Lee Davy goes off on a father like son yarn after a week that sees 16-year old Mick Schumacher win his first Formula Four race, and Phil Hellmuth and his son Phillip both cash in an event at Sugarhouse Casino.
As a father, I spend most of my time gently nudging my teenage son around all of the Sarlacc’s that I fell into when I was his age. It’s not easy. A combination of hormones, and any confidence you have injected through their early years, creating a stubborn, unbreakable resistance.
Of course, what you are really doing is trying to help them become as perfect as humanly possible. You want them to imbibe your greatest qualities, launch from a foundation of your values and beliefs, and drop all the crappy parts that you have been trying so hard to shed for so many years.
‘Like father, like son’, is not quite accurate. ‘Like father, without all the crappy defects, like son’, is more like it.
My boy is 14-years old, and I am 40-years old.
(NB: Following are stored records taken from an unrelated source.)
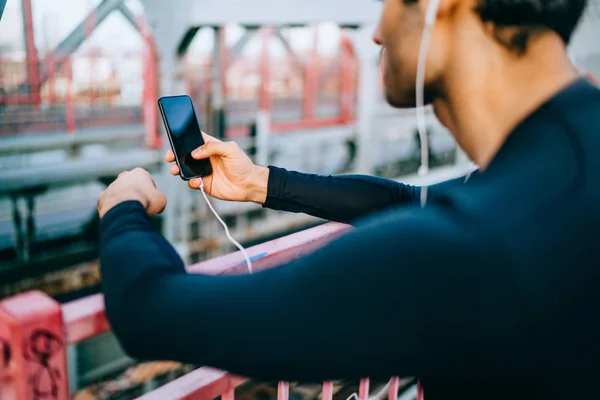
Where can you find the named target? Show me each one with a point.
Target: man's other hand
(136, 185)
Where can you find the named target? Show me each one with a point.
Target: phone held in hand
(184, 135)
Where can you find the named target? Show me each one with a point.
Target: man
(496, 278)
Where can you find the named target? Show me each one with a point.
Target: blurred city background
(79, 80)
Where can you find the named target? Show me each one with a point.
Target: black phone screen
(184, 134)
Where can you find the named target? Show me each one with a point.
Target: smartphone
(184, 135)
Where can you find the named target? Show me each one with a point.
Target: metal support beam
(297, 61)
(311, 77)
(367, 52)
(217, 100)
(77, 36)
(32, 87)
(239, 46)
(265, 94)
(130, 17)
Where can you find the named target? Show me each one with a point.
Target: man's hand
(234, 177)
(135, 185)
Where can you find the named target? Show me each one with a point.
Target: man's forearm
(341, 198)
(258, 183)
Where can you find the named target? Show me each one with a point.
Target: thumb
(158, 203)
(210, 149)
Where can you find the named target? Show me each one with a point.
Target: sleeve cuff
(126, 215)
(274, 185)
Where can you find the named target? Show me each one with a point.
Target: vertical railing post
(69, 111)
(33, 65)
(311, 77)
(347, 62)
(33, 336)
(150, 91)
(265, 95)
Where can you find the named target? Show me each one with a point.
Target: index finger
(207, 138)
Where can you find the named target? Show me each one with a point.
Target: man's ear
(445, 7)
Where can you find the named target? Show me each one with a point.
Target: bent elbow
(128, 329)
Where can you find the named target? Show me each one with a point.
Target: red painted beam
(311, 77)
(265, 95)
(85, 318)
(33, 65)
(23, 315)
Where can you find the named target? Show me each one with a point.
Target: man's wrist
(258, 182)
(111, 201)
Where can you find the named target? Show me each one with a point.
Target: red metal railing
(35, 331)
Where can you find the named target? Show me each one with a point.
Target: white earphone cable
(239, 246)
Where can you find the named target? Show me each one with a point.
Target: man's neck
(482, 112)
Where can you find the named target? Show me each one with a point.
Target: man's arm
(410, 293)
(343, 198)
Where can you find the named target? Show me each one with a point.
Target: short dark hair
(532, 16)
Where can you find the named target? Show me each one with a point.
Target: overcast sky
(54, 19)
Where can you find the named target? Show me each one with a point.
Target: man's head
(466, 36)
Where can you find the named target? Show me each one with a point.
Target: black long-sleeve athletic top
(491, 291)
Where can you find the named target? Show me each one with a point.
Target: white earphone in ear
(430, 15)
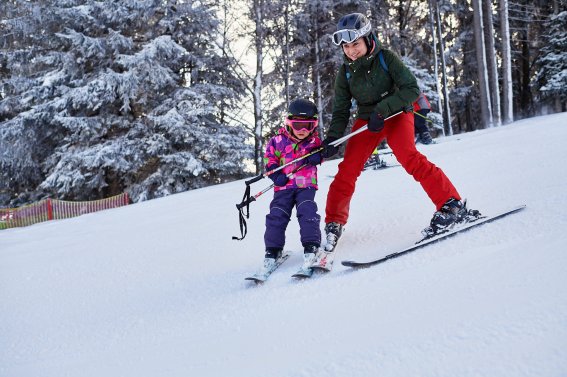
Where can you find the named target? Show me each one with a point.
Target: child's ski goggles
(350, 35)
(302, 124)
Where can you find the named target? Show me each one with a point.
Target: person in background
(297, 138)
(379, 93)
(422, 107)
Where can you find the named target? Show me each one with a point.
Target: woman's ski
(428, 241)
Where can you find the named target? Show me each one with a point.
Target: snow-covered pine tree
(552, 75)
(112, 96)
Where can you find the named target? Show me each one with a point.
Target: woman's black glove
(314, 159)
(329, 150)
(375, 122)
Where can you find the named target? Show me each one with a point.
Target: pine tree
(552, 75)
(110, 96)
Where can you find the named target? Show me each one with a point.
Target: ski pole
(361, 129)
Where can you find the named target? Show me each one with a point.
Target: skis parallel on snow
(431, 240)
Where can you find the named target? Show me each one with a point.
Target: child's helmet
(302, 108)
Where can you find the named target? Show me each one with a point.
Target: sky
(157, 288)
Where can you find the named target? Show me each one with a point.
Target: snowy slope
(157, 289)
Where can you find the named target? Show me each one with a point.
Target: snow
(157, 289)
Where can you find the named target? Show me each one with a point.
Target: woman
(382, 86)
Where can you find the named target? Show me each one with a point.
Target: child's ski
(428, 241)
(263, 274)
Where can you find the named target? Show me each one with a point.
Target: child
(299, 137)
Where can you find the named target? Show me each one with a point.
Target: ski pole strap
(244, 213)
(423, 116)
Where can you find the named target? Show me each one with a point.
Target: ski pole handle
(285, 165)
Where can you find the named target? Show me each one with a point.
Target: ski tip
(255, 279)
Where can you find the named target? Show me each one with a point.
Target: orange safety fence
(54, 209)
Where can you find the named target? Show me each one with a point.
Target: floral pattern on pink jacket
(284, 148)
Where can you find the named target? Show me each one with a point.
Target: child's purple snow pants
(280, 213)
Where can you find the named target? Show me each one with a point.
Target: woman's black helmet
(302, 108)
(351, 27)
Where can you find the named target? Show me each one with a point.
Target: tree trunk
(507, 92)
(317, 73)
(485, 105)
(435, 62)
(446, 107)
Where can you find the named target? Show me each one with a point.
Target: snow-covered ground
(157, 288)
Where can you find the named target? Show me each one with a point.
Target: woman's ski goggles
(350, 35)
(302, 124)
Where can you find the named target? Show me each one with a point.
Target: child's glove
(329, 150)
(314, 159)
(279, 178)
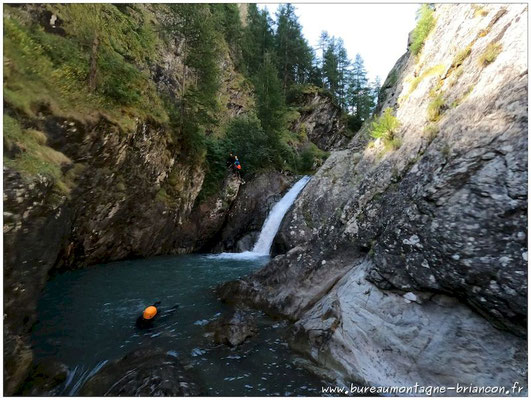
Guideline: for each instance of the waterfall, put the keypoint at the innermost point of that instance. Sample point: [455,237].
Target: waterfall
[269,230]
[274,219]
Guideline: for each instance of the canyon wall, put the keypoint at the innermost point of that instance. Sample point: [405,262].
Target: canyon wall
[406,255]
In two years time he will be playing senior football. That’s when I plan to make my comeback. There’s something sentimental about playing competitive football with my boy. I’ll take the kicks for that. I’ll let kids run rings around me for that.
I’ve seen something similar this past week.
16-year old Mick Schumacher may never get the opportunity to race against his father Michael. A career ending head injury has more than likely put the kibosh on that dream. But it hasn’t stopped the kid wanting to be a chip off the old block. They look alike, their first names are even alike, and after this weekend we know that they both drive alike.
The son of the seven-time Formula One World Champion, won his first race this weekend. He got his first champagne soaked spray. Let’s hope he didn’t swallow any of it. It was the first time Schumacher Jr. had raced under his real name. Previously, when go-karting, he used his mother’s maiden name to avoid the inevitable media exposure that will now stick to him like a rash for the rest of his career.
Formula One is a tough sport. The rewards are magnificent; the tragedies all too apparent. What is undeniable is the influence that his father had on his son. If he can become half as good as his Dad was, then he will be a revelation.
Our own game isn’t one where you hear about too many father-son connections. The most obvious being the Doyle/Todd Brunson link. Between the pair, they have won millions, but you imagine Todd’s decision to become a professional gambler might not have been the career path that his father may have original foresaw.
In Daniel Negreanu’s latest blog post he paints a picture of the journey from nobody to professional poker player. It’s not pretty. It’s a canvass covered in hard work, seemingly unconquerable odds, and dead ends. There aren’t many professional poker players who would want their children to follow in their footsteps. Although, I would think there are plenty children of professional poker players who would.
Check this tweet out for example.
Cool experience for me! My son and I both cash in @sugarhousepoker $100,000 GTD! I have 500K+ in chips, Phillip 350K+ in chips! 64 left
— phil_hellmuth (@phil_hellmuth) April 26, 2015
It reminds me of my own dreams to play football with my son. I imagine it would be a cool experience, just like the great man says. If you are Phil Hellmuth’s son, and you look at the life his father has lived, why wouldn’t you want to follow the same route through life? But would the 13-time World Series of Poker (WSOP) champion want his ‘cool experience’ to expand beyond that?
Only Phil Hellmuth has the answer to that question. But imagine the possibilities. Let’s go back to the beginning of this rant. Our jobs, as parents, are to raise our children in a way that imbibes our qualities, and eliminates our fallibilities. A young, tilt free, Hellmuth, without the moaning and groaning, is an exciting proposition. Perhaps, that type of kid could even surpass his father’s amazing achievements?